たとえば月曜から金曜が労働日で、土曜・日曜が休日と就業規則で定められている場合、土曜または日曜に働くことが「休日出勤」に該当します。 -
(2)休日には「法定休日」と「法定外休日」の2種類がある
一般にはあまり知られていませんが、法的観点からのいわゆる「休日」には2種類が存在します。
ひとつは、「労働基準法上必ず労働者に与えなければならない休日」で、これを「法定休日」と呼びます。
法定休日は、1週間につき1日、4週間を通じて4日と定められています(労働基準法第35条第1項、第2項)。
これに対して、「法定休日以外に、就業規則などで休日と定められている日」を「法定外休日」といいます。
たとえば土日が休日の会社であれば、土曜と日曜のうちどちらか一方が「法定休日」、もう一方が「法定外休日」となります。
なお、1週間に2日以上休日がある場合に、どちらの日を法定休日とするかについては就業規則などに定められるルールによります。
ただし、特に定めがない場合には、1週間のうち後に来る曜日の日が法定休日となります。
ここでいう1週間とは日曜から土曜のことを言いますので、土日休みの会社の場合は、就業規則で特に定めがなければ、土曜が法定休日、日曜が法定外休日です。

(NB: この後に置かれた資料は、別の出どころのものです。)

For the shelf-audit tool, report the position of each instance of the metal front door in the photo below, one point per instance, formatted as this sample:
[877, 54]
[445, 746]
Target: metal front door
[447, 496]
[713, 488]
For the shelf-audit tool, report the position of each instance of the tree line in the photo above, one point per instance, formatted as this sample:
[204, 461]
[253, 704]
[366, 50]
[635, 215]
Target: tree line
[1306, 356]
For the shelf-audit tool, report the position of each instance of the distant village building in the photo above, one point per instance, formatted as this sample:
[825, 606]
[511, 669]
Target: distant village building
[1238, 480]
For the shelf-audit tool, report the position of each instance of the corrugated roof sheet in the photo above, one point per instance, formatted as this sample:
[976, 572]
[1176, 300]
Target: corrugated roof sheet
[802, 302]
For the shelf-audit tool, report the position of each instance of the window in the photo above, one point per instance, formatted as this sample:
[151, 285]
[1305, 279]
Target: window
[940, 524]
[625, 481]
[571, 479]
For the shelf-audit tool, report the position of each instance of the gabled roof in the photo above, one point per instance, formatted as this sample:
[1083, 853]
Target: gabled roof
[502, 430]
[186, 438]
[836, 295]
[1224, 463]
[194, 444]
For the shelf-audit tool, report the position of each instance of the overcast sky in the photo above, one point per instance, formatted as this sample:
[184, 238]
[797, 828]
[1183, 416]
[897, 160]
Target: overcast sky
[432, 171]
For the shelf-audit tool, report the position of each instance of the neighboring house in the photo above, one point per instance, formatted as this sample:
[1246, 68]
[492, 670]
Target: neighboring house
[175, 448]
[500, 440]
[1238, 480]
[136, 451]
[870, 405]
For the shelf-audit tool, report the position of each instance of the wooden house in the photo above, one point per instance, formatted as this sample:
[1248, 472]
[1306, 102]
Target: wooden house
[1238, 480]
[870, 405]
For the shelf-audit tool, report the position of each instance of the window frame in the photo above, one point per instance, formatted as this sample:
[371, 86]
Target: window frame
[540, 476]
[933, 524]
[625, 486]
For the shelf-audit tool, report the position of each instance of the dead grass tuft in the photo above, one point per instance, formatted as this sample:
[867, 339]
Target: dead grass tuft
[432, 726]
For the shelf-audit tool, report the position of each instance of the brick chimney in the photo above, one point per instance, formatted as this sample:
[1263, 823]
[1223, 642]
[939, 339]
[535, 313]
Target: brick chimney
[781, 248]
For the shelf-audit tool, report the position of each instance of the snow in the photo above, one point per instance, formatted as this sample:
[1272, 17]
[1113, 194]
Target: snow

法定休日と法定外休日は、次の項目で解説するとおり、休日労働としての割増賃金を支払う必要があるかないかの違いがあります。
2、休日出勤の「手当」とは?
休日出勤に関する「手当」「休日手当」などは、一般的には休日出勤に対して支払われる「賃金」のことを意味しています。
休日出勤に対する賃金の支払いについては、法定休日と法定外休日で考え方が分かれています。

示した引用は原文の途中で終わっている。